Und Änderungen beim Verwaltungssitz einer GmbH durch zeitgleiches Home-Office aller Führungskräfte?

Die Frage der Betriebsstättenbegründung in fremden Räumlichkeiten umfasst auch die Fragestellung, ob das Home-Office und damit die Privatwohnung eines Arbeitnehmers Betriebsstätte eines Unternehmens sein kann oder ob keine ausreichende Verfügungsmacht über diese „fremden Räumlichkeiten“ besteht. Diese Fragestellung tritt häufig mit der Frage der Begründung einer Vertreterbetriebsstätte auf, wenn diese Betriebsstätte z.B. abkommensrechtlich mangels Abschlussvollmacht oder mangels Vertretereigenschaft eines Organs der Gesellschaft abgelehnt wird.

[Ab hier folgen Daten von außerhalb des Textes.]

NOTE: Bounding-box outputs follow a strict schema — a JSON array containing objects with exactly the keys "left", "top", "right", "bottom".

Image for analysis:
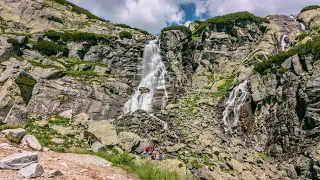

Eine Betriebsstätte ist nach deutschen Abgabenrecht jede feste Geschäftseinrichtung oder Anlage, die der Tätigkeit eines Unternehmens dient, wobei auch die Kriterien Ortsbezogenheit, Nachhaltigkeit und Verfügungsmacht eine weitere Konkretisierung dafür geben. Der Unternehmer muss jedenfalls eine gewisse Verfügungsmacht darüber haben.

Diese Frage kann jedoch auch dann auftreten, wenn festgestellt wird, dass die Geschäftsleitung an eine bestimmte Person gekoppelt ist, die überwiegend oder vollständig von ihrem Home-Office aus arbeitet, und damit die Privatwohnung als Ort der Leitung des Unternehmens anzusehen ist.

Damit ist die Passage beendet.